By James Rufus Koren, Staff Writer
Created: 03/31/2011 11:44:13 AM PDT

Local school district leaders say it looks like they’ll have to implement their worst-case-scenario budgets because no deal is in place for the state to bring in more tax revenue.

The San Bernardino City Unified School District will have to cut $25million from next year’s budget. Fontana Unified will have to cut nearly that much. District leaders say they planned for these cuts, but that doesn’t make them easier to swallow.

“In terms of preparedness, the board took responsibility and they made reductions based on the worst-case scenario,” said Cali Olsen-Binks, superintendent of the Fontana Unified School District. “But the additional (cuts) are devastating.”

In January, Gov. Jerry Brown presented a budget plan that made smaller cuts to public schools and called for a special June election in which voters would be asked to approve extending a set of tax increases. Brown said if the tax extensions weren’t approved, schools would see deep cuts.

As school district leaders put together their budgets for the coming year, most created two spending plans: one assuming voters would approve the tax increases and one assuming the tax measures would fail or never come to a vote.
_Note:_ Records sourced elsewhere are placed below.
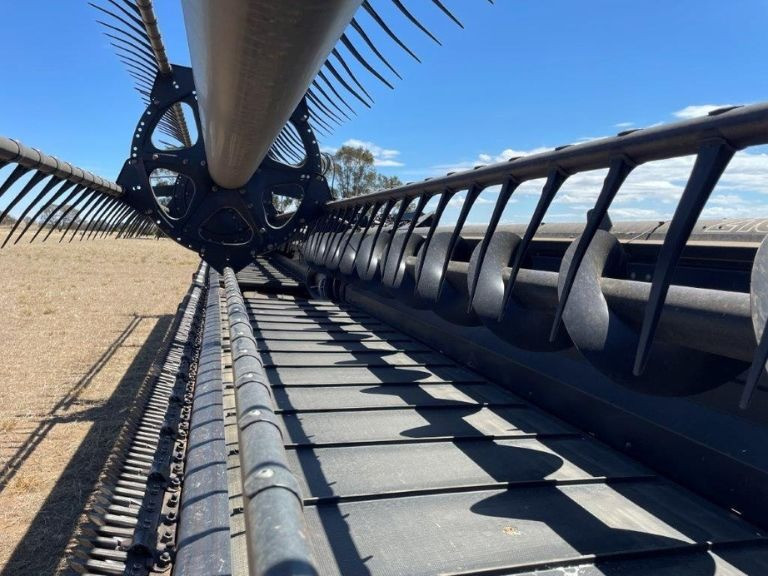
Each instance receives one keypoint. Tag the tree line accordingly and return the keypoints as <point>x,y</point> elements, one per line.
<point>354,173</point>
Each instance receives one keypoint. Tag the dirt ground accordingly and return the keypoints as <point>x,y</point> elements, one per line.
<point>80,325</point>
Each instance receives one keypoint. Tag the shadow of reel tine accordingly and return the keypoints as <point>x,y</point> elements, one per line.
<point>520,325</point>
<point>608,341</point>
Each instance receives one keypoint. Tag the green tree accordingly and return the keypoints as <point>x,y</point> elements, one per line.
<point>387,182</point>
<point>354,173</point>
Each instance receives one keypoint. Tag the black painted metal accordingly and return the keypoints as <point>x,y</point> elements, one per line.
<point>227,227</point>
<point>596,324</point>
<point>275,525</point>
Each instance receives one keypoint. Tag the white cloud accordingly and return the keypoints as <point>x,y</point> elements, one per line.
<point>698,110</point>
<point>382,157</point>
<point>653,190</point>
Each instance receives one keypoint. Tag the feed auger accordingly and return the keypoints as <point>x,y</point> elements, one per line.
<point>363,385</point>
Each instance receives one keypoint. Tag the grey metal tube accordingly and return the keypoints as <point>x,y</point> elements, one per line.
<point>203,535</point>
<point>13,151</point>
<point>275,528</point>
<point>713,321</point>
<point>253,61</point>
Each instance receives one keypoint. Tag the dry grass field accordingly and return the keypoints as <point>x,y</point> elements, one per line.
<point>80,324</point>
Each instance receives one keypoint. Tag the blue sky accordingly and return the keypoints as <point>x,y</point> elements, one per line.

Legislative leaders said this week there won’t be a vote in June.

While officials in most local school districts say they are prepared for the worst, they also say there’s a chance – albeit a slim one – that schools will be spared.

“At any point, the governor and Legislature could decide to take the money from someplace else,” said Danny Tillman, president of the San Bernardino City Unified board.

But he added, “I’ve never been that hopeful.”

The San Bernardino school board in February approved $25million in cuts, including laying off teachers and administrators, increasing class sizes and calling for a 5percent pay cut for all district employees.

Had the tax measures made it to the ballot and been approved, the district would have had to cut only $9million, meaning many of the approved cuts could have been undone. Now, as it appears increasingly likely, the district will have to cut all $25million.

“We have to take action,” Tillman said. “We only budget to spend the money we get from the state.”